Die zweite BtM-Entscheidung stammt ebenfalls vom 1. Strafsenat des BGH. Der BGH, Beschl. v. 20.06.2017 – 1 StR 227/17 – behandelt einen Klassiker. Das LG hat den Angeklagten u.a. wegen unerlaubten Handeltreibens mit Betäubungsmitteln in nicht geringer Menge verurteilt. Bei ihm waren Betäubungsmittel sicher gestellt worden. Deren Wirkstoffgehalt hat das LG geschätzt. Das geht natürlich nicht, so dass der BGH auf die Revision hin aufgehoben hat:

1. Die Verurteilung des Angeklagten im Fall III.1. der Urteilsgründe hat keinen Bestand, weil die Strafkammer den Wirkstoffgehalt des abgegebenen Betäubungsmittels nicht rechtsfehlerfrei festgestellt hat.

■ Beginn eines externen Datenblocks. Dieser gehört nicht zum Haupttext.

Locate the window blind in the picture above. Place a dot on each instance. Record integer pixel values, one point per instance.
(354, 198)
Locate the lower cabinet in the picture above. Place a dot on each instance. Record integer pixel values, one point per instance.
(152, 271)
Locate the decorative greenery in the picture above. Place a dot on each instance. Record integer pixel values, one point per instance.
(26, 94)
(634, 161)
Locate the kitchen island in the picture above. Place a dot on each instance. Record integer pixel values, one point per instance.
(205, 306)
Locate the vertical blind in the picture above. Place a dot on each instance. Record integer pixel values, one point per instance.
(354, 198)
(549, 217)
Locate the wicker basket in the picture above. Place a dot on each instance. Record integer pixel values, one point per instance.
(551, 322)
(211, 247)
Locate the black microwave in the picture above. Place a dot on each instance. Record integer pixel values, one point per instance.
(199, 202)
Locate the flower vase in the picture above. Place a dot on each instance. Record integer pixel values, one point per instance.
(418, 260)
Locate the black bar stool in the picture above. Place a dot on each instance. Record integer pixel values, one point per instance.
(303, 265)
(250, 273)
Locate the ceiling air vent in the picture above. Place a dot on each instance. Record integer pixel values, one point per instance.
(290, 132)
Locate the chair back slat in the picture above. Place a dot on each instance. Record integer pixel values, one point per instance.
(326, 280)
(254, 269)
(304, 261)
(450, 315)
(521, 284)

Es unterliegt durchgreifenden rechtlichen Bedenken, dass das Landgericht den Wirkstoffgehalt des sichergestellten Betäubungsmittels mit 5 % THC geschätzt hat (UA S. 11). Wegen der Bedeutung der Wirkstoffmenge für eine sachgerechte, schuldangemessene Festsetzung der Strafen im Betäubungsmittelstrafrecht kann auf eine nach den Umständen des Falles mögliche genaue Feststellung des Wirkstoffgehalts nicht verzichtet werden (BGH, Beschluss vom 14. Juni 1996 – 3 StR 233/96, NStZ 1996, 498 mwN). Da nach den Feststellungen des Landgerichts bei einer Kontrolle des Abnehmers des Angeklagten Marihuana aufgefunden wurde (UA S. 11), wäre ohne weiteres eine exakte Feststellung des Wirkstoffgehalts durch das Gutachten einer Untersuchungsstelle möglich gewesen. Anhaltspunkte dafür, dass das sichergestellte Marihuana für eine Untersuchung nicht mehr zur Verfügung gestanden haben könnte, bestehen nicht.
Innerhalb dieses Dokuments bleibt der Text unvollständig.